Países de maioria muçulmana, como Turquia, Egito, Iraque e Líbano, exigem que os animais cheguem vivos e saudáveis em seu país para que seja realizado o abate de acordo com os preceitos religiosos do Halal. Segundo a Scot Consultoria, 60% do total exportado em setembro representa uma demanda de países muçulmanos, confirmando seu domínio no mercado de gado vivo. 

Para o Brasil, é extremamente vantajoso comercializar gado para o abate Halal, dado que o preço médio por tonelada de animal vivo é 28,7% superior ao da carne in natura e o país enfrenta pouca concorrência internacional, favorecendo sua posição econômica e diplomática.

 

  1.  Celebrações culturais e religiosas

A exportação de gado vivo possui um papel cultural importante, especialmente para países de maioria muçulmana, por ser parte essencial de tradições religiosas e celebrações festivas. Nesse contexto, o abate do animal vivo tem um valor espiritual e simbólico, não podendo ser substituído pela importação de carne in natura. Por isso, a manutenção dessa atividade é importante para que o Brasil, ao atender essas demandas, associe competitividade econômica com competência intercultural, respeitando a diversidade e fortalecendo relações diplomáticas com seus parceiros comerciais.

 

  1. Exportação para reposição

Fora o abate Halal, cerca de 26% dos bovinos exportados são destinados à reposição, logo não podem ser convertidos em carne, representando uma função econômica distinta.

 

  1.  Fiscalização pode garantir um transporte adequado

O maior problema sobre o transporte de animais vivos, é a falta de fiscalização. A instrução normativa MAPA n° 46/2018 segue padrões da OMSA para o transporte marítimo de animais, e desde 2018 há planos de incluir monitoramento eletrônico de viagem, relatórios obrigatórios e equipe de inspeção ampliada. O que devemos defender é a maior atuação de médicos veterinários fiscalizando todas as etapas do transporte, se for feita uma fiscalização adequada e as operações bem realizadas, os casos são isolados. Assim, evitamos uma proibição que afetaria empregos e renda.

Além disso, a exportação devidamente fiscalizada garante melhor bem-estar nas fazendas. Isso porque, para o produtor exportar é necessário cumprir exigências de sanidade e manejo de alto nível, e isso incentiva as boas práticas de manejo em toda a cadeia, incluindo o gado do Brasil, favorecendo uma pecuária mais tecnificada.

 

Conclusão

A exportação de gado vivo é um tema que envolve tanto aspectos econômicos e culturais quanto questões éticas e sanitárias. Apesar de sua relevância para a economia brasileira e para o atendimento das demandas do mercado internacional, especialmente o Halal, os impactos negativos sobre o bem-estar animal são evidentes e preocupantes.
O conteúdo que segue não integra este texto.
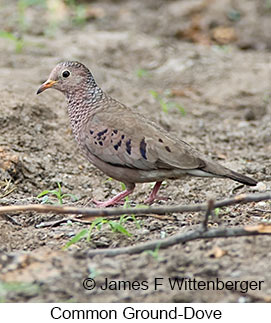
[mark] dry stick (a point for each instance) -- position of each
(162, 243)
(176, 239)
(243, 198)
(207, 214)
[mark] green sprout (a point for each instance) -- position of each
(55, 193)
(165, 104)
(98, 223)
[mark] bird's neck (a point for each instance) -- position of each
(81, 105)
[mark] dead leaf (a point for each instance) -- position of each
(224, 35)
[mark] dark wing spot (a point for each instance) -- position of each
(142, 148)
(101, 133)
(128, 146)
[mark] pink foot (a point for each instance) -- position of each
(153, 196)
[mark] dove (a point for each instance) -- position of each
(123, 143)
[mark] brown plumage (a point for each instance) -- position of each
(122, 143)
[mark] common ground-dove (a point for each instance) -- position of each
(122, 143)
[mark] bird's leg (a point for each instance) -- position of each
(118, 198)
(153, 196)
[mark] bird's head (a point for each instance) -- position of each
(68, 77)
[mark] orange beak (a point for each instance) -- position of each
(46, 85)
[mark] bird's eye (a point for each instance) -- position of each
(66, 73)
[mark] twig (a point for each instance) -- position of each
(162, 210)
(176, 239)
(207, 214)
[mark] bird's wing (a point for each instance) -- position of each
(124, 138)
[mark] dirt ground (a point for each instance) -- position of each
(213, 57)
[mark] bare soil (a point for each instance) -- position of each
(214, 57)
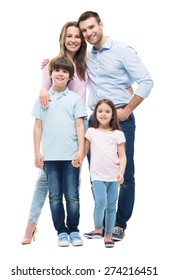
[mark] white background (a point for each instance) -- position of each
(29, 32)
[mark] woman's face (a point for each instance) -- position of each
(73, 39)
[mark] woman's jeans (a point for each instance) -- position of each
(127, 189)
(63, 180)
(105, 197)
(39, 197)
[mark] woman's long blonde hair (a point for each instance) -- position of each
(80, 57)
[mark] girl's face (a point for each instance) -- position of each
(73, 39)
(104, 115)
(60, 78)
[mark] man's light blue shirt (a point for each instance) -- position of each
(59, 136)
(112, 68)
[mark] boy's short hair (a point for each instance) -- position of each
(61, 62)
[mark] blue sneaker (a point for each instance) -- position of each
(63, 240)
(75, 239)
(93, 235)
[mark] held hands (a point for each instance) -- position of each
(39, 162)
(120, 179)
(77, 161)
(123, 113)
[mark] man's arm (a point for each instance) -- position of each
(124, 113)
(37, 135)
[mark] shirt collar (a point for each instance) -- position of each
(52, 92)
(106, 45)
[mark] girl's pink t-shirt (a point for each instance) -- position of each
(104, 165)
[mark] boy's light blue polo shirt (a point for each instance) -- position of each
(59, 137)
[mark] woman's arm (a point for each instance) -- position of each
(46, 84)
(122, 159)
(37, 135)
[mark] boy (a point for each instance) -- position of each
(60, 129)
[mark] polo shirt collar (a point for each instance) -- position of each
(52, 92)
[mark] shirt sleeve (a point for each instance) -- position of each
(37, 110)
(80, 110)
(120, 137)
(45, 79)
(87, 134)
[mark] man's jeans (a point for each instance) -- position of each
(63, 180)
(127, 189)
(105, 196)
(39, 197)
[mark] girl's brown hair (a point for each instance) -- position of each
(80, 57)
(114, 124)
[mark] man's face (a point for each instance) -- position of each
(91, 30)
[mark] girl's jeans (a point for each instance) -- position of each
(105, 197)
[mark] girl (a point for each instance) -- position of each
(108, 160)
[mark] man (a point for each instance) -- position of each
(112, 66)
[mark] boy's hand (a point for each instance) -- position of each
(44, 98)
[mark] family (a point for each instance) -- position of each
(64, 135)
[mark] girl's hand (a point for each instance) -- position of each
(120, 179)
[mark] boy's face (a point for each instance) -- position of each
(60, 78)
As condições de transporte, frequentemente precárias, ferem princípios básicos de dignidade e saúde dos animais, comprometem a imagem internacional do país e colocam em risco a sustentabilidade da pecuária nacional.

Dessa forma, torna-se imprescindível que o Brasil busque alternativas mais éticas e seguras, como o fortalecimento da exportação de carne refrigerada ou congelada, que agrega valor, mantém a competitividade e reduz o sofrimento animal. Caso a exportação de gado vivo seja mantida, é fundamental que haja uma fiscalização rigorosa e contínua, com atuação efetiva de médicos-veterinários e cumprimento integral das normas internacionais de bem-estar animal.

Somente com uma abordagem equilibrada entre economia, ética e responsabilidade será possível garantir que o país avance rumo a uma produção pecuária moderna, sustentável e respeitosa com os animais.